On that page, the group repeatedly denies that it is anti-Semitic (“We are NOT anti-Semitic,” the October statement reads). And in a post written following the video paraphrasing the Holocaust poem, the group wrote that “We certainly did not intend to draw a moral equivalency between the holocaust and current events in Ocean County. What took place under Nazi rule will forever be known as the greatest human tragedy in the history of mankind …” The video, however, is still up.

Instead, the organization claims that it is concerned about what happens when any one ethnic group exercises too much power.

“Whenever a particular group, whether they are orthodox Jewish, Christian, Muslim, Hindu, Atheist, black, hispanic, or white exercises complete control over any one element of government it is a danger,” the group wrote in a post Wednesday. “Human nature is for that group to advance their own agenda, often times at the expense of the populace.”

Weisberg and others have said that the way the group singles out haredi Jews and generalizes about them is hateful. Another video, posted to Rise Up Ocean County’s YouTube channel, shows a photo of an unidentified group of Orthodox Jewish men with the subtitle “It’s not about religion.” The video then shows an extended shot of unidentified Orthodox children before warning that population trends could destroy the area’s “quality of life.”

“That growth will not be in the black or Hispanic communities, it will be almost exclusively in the Orthodox Jewish community,” the narrator says, later adding that “Lakewood will be at the epicenter of the continued wonderful quality of life that we currently enjoy in Ocean County, or it will lead to its utter destruction.”

Comments on the group’s Facebook page are cruder. On one post showing a photo of a local Orthodox real estate agent, one commenter wrote, “They already own so much property over there! I don’t understand where the money comes from if more than half are on welfare?!!! (I do understand, believe me).” Another wrote “build the wall around Lakewood,” which garnered 11 “likes.” A third wrote “Unbelievable. These animals.”

Drew Staffenberg, the executive director of the local Jewish federation, said that communal leaders have been in touch with law enforcement regarding the group. The Rise Up Ocean County group has more than 4,000 likes, and Staffenberg says it represents a fringe of the local population, which is generally open and accepting.

“I think his rhetoric spews hate,” Staffenberg said, referring to the anonymous administrator of the Facebook group. “It’s anti-Semitic. I don’t think there’s a question about that. The law enforcement are monitoring this. It’s really one guy and a few other people trying to stir up trouble.”

The real estate agent criticized in the Facebook group, Abba Deutsch, said the Facebook page does not reflect his day-to-day interactions with residents of Toms River, where he lives and works. He said he never hears anti-Semitic comments while soliciting properties and has good relations with his neighbors regardless of religion.

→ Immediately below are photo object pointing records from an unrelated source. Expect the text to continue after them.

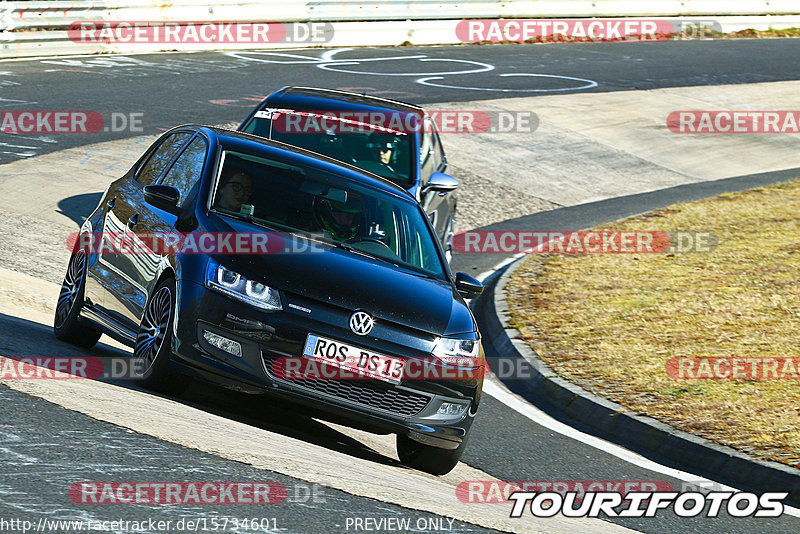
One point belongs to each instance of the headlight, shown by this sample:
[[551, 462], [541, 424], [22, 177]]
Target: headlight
[[237, 286], [458, 352]]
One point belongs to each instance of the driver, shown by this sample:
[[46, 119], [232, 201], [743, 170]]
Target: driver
[[342, 220]]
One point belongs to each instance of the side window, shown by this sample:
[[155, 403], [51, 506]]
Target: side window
[[185, 172], [160, 157], [438, 152]]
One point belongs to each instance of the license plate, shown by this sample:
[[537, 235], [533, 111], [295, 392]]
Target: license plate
[[350, 358]]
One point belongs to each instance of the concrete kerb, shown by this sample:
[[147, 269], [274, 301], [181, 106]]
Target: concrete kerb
[[609, 420]]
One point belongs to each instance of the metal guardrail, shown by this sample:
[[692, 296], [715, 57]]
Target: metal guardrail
[[40, 27]]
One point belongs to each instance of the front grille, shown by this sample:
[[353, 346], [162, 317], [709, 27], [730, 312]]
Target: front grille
[[365, 392]]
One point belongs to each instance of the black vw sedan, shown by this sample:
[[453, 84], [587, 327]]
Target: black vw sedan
[[233, 259]]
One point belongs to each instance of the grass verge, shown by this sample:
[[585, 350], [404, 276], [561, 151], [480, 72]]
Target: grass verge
[[610, 322]]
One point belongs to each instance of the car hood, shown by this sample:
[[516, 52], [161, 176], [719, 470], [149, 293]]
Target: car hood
[[340, 278]]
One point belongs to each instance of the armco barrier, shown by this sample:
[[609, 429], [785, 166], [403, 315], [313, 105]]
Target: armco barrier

Deutsch said that he, like other haredi residents of the city, was drawn by its quiet streets and relatively spacious homes, compared to Lakewood.

“The majority of the people in Toms River are very welcoming and very nice,” he said. “It’s just a couple of clowns who go on Facebook and make noise.”

Deutsch said that most people moving to Toms River don’t want to live in Brooklyn, in high-density housing or in Lakewood.

“They want nice, proper houses,” he said. “They want to live the American dream like the rest of Americans.”